Donald Reed runs a local nonprofit that operates two senior centers. He’s worried about how the changes will affect those his group serves.

“I’m not anti-Trump — let me say that,” he said. “I think the general public greatly supports looking for waste in government. I do not think the general public understands the consequences of the current actions of the government.”

Reed is correct when he says those he serves don’t understand the rushed firings and cost cutting jobs being done by Elon Musk and what they are doing to much of America. And Musk has no idea of how much panic he is causing.

The Washington Post reported Tuesday that there are “long waits, waves of calls, and website crashes” at the Social Security Administration.

One in three people in McDowell County live in poverty. Around 30% of the population receives Social Security benefits and 20% lack broadband access. People already face huge challenges in accessing basic needs like food and clothing.

Nonprofit groups like The Commission on Aging receive money from the federal government to provide rides to the grocery store, medical appointments and free lunch at the county senior center. Reed said he in theory could add the local Security Security office as another stop.

Unfortunately grant money isn’t sufficient to meet the needs. Reed ran out of money during the last three months of the fiscal year. Then, last Friday, he found out the commission had lost an almost $1 million grant he expected, again because of the federal government’s cost cutting.

Many seniors in the county are Trump supporters. Every county in West Virginia supported Trump in three presidential elections. Yet those seniors agreed that the recent flurry of executive orders had been difficult to follow and they aren’t sure what effect those orders will have on their lives.

Like many other counties in this country, seniors lost a valuable news  source when the county’s last local newspaper shuttered.

Mary Weaver, 72, said she doesn’t approve of Trump giving Musk so much leeway to cut and change services, and she doesn’t see those measures helping McDowell County.

“He gone run for president, and he’s going to get the presidency, but he’s going to let someone else tell him how to run the country?” Weaver asked.

The AP said other residents aren’t concerned.
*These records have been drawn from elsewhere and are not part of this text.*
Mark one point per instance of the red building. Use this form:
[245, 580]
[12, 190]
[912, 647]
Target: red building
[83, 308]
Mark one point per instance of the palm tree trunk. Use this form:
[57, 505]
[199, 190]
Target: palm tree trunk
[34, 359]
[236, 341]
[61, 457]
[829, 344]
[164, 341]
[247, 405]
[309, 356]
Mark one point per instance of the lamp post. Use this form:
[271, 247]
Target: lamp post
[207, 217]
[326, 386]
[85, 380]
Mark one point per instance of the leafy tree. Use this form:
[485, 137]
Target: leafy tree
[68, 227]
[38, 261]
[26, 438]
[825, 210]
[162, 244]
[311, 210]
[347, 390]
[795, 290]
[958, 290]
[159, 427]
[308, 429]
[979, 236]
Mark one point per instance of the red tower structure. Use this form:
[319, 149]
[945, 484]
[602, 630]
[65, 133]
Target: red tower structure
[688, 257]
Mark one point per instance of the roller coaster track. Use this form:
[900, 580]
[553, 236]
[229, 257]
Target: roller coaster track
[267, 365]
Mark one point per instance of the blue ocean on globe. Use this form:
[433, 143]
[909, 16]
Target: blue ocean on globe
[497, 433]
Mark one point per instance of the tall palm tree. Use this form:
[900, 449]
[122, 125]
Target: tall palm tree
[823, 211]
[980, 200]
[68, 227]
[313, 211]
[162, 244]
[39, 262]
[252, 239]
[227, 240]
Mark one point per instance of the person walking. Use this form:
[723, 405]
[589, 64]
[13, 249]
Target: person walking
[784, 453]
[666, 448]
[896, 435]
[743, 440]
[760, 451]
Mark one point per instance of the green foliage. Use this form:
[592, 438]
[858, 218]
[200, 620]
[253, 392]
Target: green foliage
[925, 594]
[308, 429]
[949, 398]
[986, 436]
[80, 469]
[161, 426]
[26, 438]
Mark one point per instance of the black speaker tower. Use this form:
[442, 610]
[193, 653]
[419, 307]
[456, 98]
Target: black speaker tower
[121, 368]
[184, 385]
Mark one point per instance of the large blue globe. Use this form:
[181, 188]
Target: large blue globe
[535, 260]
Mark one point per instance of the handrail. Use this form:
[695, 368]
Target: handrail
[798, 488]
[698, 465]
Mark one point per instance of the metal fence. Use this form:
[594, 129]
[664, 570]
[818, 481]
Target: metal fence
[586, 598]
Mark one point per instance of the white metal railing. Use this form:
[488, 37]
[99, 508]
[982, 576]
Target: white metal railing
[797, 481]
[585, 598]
Barbara Lester, 64, said she wishes she could sit down with Trump and Musk and tell them they’re doing a fantastic job.

“And with all the money they’re saving from the fraud, they could afford to give their senior citizens an increase,” Lester said.

Yes, they could, but Lester had better not hold her breath waiting for her increase.

People like Veronica Taylor might also want to sit down with Trump and Musk. But something tells me it wouldn’t be to praise them but to tell them how much turmoil they have created for her and others like her.